RAGING GRANNIES (singing): Our female bodies aren't clever that way, we only get pregnant when we say OK. Doctors have told him so it must be so, the stork only comes if we don't say no.


KAYE: The Raging Grannies have a message for any occasion actually, not just Akin. They have also done other songs like the 12 days of taxes and a wasteful military spending, 2012, little video just like that one.

And a scary moment in Boston to tell you about. Take a look at this. A woman tried to board a train that was on the opposite side of the tracks and fell straight to the ground with her child in her arms. Turns out she's OK. Everyone is OK. But she still has no idea how or why she did it.

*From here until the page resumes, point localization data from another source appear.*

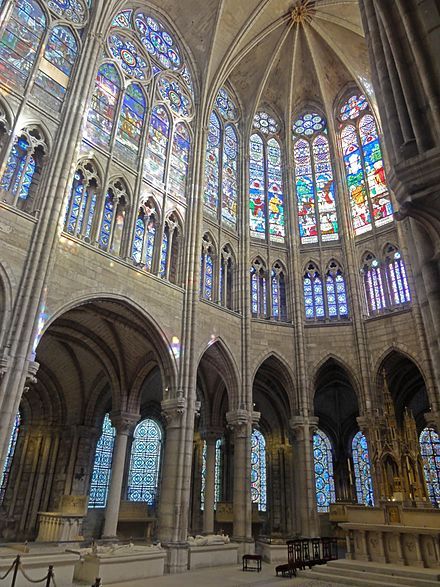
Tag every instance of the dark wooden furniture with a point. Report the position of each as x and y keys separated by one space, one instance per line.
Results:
x=252 y=562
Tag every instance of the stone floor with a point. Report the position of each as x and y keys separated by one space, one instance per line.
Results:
x=227 y=577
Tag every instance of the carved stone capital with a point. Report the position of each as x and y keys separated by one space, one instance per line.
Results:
x=124 y=422
x=173 y=411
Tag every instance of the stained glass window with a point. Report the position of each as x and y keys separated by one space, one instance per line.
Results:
x=315 y=189
x=323 y=464
x=131 y=120
x=212 y=164
x=20 y=43
x=336 y=293
x=230 y=180
x=56 y=67
x=157 y=146
x=373 y=283
x=361 y=462
x=179 y=161
x=102 y=111
x=20 y=170
x=430 y=450
x=397 y=278
x=367 y=186
x=102 y=467
x=9 y=457
x=143 y=474
x=258 y=470
x=313 y=294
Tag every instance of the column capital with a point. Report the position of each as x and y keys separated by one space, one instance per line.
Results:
x=173 y=411
x=124 y=422
x=303 y=426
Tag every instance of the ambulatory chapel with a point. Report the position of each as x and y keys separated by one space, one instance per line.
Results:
x=220 y=277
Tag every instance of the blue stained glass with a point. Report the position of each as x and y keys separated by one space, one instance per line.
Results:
x=127 y=55
x=275 y=196
x=138 y=241
x=102 y=111
x=143 y=474
x=73 y=10
x=212 y=164
x=164 y=253
x=157 y=146
x=158 y=42
x=258 y=470
x=102 y=467
x=20 y=170
x=20 y=42
x=179 y=160
x=257 y=179
x=361 y=462
x=323 y=464
x=107 y=222
x=131 y=121
x=9 y=457
x=430 y=450
x=229 y=179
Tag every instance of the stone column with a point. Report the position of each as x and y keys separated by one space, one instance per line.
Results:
x=124 y=424
x=240 y=422
x=303 y=429
x=210 y=437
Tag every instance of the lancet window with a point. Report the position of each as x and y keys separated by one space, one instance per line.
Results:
x=35 y=39
x=227 y=269
x=150 y=135
x=258 y=289
x=430 y=450
x=364 y=167
x=9 y=456
x=82 y=201
x=266 y=199
x=102 y=467
x=323 y=464
x=258 y=470
x=23 y=167
x=207 y=270
x=221 y=164
x=145 y=460
x=362 y=473
x=315 y=187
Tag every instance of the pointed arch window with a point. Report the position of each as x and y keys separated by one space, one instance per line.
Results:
x=258 y=470
x=278 y=291
x=130 y=126
x=221 y=163
x=323 y=464
x=207 y=269
x=362 y=473
x=315 y=189
x=113 y=218
x=145 y=459
x=396 y=277
x=9 y=456
x=430 y=450
x=21 y=41
x=373 y=284
x=258 y=290
x=82 y=202
x=367 y=185
x=227 y=278
x=313 y=293
x=336 y=292
x=102 y=467
x=102 y=111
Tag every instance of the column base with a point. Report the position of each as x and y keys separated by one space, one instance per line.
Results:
x=177 y=557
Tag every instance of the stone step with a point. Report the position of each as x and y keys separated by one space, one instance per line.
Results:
x=369 y=575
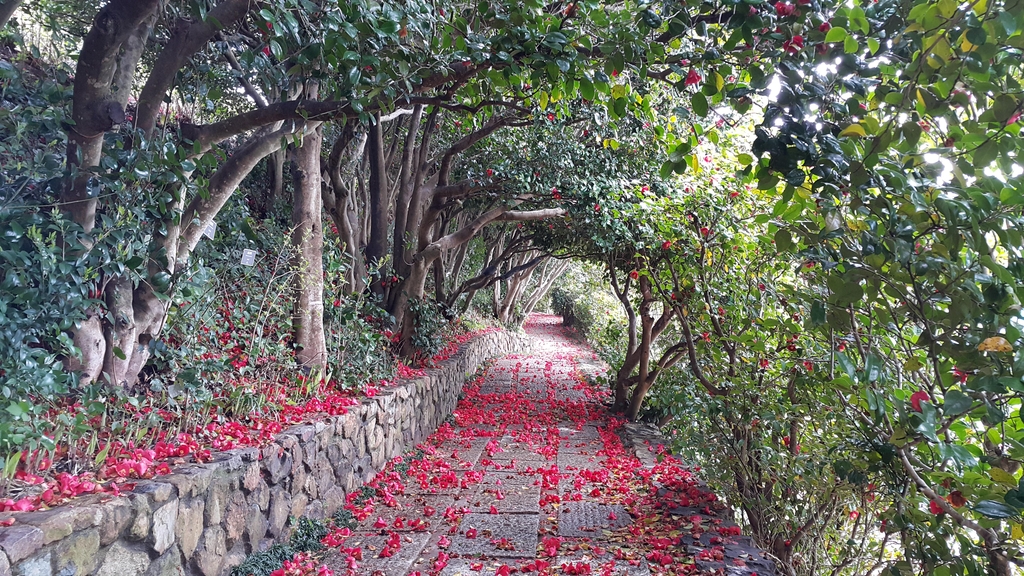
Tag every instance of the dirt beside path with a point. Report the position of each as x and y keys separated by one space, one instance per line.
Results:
x=531 y=477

UNIDENTIFIED WOMAN: You were walking into the train station and you saw the train, where you're trying to go --

MEERA THAKRAR, MOTHER: I just thought that train was on that track -- that platform. And it was not like that but, I just said oh, let me go there and just catch the train. Like I thought that train was on this platform. I have no clue what I was -- my thinking was. I just wanted to make it to (INAUDIBLE) that was my goal. It was not like I had to catch another train or something. It was really stupid or me.


KAYE: Her foot wasn't on the gas and her emergency brake was fully applied. But that wasn't enough to stop the accelerator from climbing to 120 miles per hour in one Iowa woman's care. The woman who said, she couldn't turn off the car or shift out of drive eventually actually jumped out of the car. State troopers eventually tracked down the vehicle and disconnected the battery. That is one brave woman.

And the 50,000 people expected to attend the Republican National Convention won't just be focused on what's going on inside. They will also be keeping an eye on the skies above Tampa, amid concerns that tropical storm Isaac could disrupt the event.

Comedian Bill Maher put his own spin on what he describes as a unique set of events.


BILL MAHER, STAND-UP COMEDIAN: They're all going out in Tampa where an Evangelical party is going to nominate a Mormon and a Catholic, and then get wiped out by a hurricane.

(LAUGHTER) Leaving Florida to the Jews as God intended.



KAYE: A little bit of a morning laugh for you there. Thanks for starting your morning with us. We've got much more ahead on "CNN SATURDAY MORNING" which starts right now.